The harness simulates P2P network behavior by having three peers send various messages (CMPCTBLOCK, BLOCKTXN, HEADERS, SENDCMPCT, TX) to the test node, triggering its compact block logic.
The goal is to find bugs and ensure assertions hold. See #33296 for an example of a bug found by this very fuzz test. Nice!
Compact Blocks Protocol Overview
BIP 152 introduced the compact block relay protocol, which reduces bandwidth and latency when propagating blocks by sending an encoded version of a block under the assumption that most of the transactions are already in our peer’s mempool.
Compact blocks consist of:
A header
Short transaction identifiers (6 bytes instead of 32 bytes)
Prefilled transactions
A vector where each entry is a differentially-encoded uint16_t index and the complete serialized transaction.
The current code only prefills the coinbase. However, the protocol allows for the inclusion of other transactions that we might expect our peer is missing. See this TODO.

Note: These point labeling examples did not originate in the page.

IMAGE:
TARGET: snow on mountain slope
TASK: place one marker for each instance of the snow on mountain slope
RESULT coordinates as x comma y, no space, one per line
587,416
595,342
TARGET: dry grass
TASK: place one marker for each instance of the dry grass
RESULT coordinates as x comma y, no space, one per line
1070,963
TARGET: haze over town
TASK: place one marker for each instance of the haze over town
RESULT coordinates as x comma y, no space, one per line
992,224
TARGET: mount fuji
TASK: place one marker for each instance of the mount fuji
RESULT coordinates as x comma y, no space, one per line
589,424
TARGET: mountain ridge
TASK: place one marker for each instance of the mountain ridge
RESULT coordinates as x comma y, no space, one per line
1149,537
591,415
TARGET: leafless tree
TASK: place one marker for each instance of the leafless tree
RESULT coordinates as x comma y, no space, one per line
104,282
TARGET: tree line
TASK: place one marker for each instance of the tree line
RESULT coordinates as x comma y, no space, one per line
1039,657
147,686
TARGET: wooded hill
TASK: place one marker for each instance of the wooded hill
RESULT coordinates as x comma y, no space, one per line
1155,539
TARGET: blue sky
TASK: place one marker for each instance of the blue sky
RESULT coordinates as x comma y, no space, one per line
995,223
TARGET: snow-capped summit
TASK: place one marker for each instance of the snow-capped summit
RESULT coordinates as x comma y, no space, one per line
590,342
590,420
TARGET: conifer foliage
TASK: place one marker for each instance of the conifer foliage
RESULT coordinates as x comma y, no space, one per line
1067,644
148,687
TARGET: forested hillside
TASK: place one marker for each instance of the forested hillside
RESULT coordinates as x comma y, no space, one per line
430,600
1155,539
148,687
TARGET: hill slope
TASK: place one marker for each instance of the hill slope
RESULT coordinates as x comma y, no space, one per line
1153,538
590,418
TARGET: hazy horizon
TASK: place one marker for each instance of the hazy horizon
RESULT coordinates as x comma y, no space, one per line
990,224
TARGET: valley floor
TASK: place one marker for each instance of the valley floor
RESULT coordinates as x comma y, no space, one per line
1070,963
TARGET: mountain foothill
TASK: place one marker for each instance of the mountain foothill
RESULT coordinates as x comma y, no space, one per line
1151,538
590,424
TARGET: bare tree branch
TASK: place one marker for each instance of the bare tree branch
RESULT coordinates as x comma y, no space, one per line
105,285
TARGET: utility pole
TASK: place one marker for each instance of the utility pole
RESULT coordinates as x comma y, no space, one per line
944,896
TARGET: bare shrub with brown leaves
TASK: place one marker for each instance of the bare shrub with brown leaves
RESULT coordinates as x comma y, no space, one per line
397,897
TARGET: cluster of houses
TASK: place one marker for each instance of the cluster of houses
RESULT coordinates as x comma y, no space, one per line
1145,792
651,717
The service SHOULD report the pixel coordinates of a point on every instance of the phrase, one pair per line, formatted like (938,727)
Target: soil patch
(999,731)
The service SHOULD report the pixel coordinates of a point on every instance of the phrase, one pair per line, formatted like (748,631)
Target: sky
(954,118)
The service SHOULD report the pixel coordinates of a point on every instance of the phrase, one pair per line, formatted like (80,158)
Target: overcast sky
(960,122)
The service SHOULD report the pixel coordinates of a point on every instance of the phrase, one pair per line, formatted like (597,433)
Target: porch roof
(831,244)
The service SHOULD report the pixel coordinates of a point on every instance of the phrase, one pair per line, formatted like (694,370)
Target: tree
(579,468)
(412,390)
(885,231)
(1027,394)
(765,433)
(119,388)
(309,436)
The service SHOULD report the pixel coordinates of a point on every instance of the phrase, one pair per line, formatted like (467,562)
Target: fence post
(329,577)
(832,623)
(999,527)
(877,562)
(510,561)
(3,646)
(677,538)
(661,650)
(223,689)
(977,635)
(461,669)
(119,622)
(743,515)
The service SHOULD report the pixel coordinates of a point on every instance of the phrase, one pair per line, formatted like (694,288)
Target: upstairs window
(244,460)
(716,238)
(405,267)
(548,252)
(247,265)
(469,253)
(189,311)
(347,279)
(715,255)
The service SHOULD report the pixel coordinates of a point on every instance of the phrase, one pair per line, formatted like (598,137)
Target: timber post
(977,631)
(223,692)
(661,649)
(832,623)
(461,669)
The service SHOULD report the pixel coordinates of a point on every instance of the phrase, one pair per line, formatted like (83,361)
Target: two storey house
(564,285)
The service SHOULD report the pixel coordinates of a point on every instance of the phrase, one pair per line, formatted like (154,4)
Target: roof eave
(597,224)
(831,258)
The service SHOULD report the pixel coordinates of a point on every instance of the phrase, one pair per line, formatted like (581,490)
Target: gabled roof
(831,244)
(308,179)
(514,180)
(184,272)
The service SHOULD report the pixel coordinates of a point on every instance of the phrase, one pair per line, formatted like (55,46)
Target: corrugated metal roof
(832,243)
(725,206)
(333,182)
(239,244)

The receiving node reconstructs the block using transactions from its mempool. If any transactions are missing, it requests them via a GETBLOCKTXN message.
There are two modes:
low-bandwidth: block sent only after peer requests it via INV/GETDATA
high-bandwidth: block sent to peers without request as soon as it is received, even before full validation is completed
Fuzz Testing
Fuzzing is a testing technique that provides quasi-random inputs to code to discover bugs and unexpected behavior. Fuzzers use feedback like code coverage as a guide for mutation of those inputs, allowing them to explore deeper paths within the target code.
See our fuzzing docs to start fuzzing with libFuzzer and AFL++.
Check out this PR’s test coverage (blockencodings.cpp and net_processing.cpp are probably most useful to look at). Walking through a coverage report to see which branches are hit or not hit is a good way to start evaluating a fuzz harness.
An effective fuzz test should be deterministic, to make bugs reproducible. If you’re able to get the AFL++ fuzzer running, you will see a stability metric. The goal is to get to 100%, perfect determinism! After gathering some inputs, you can also run the fuzz determinism script over the corpus to check for potential sources of instability.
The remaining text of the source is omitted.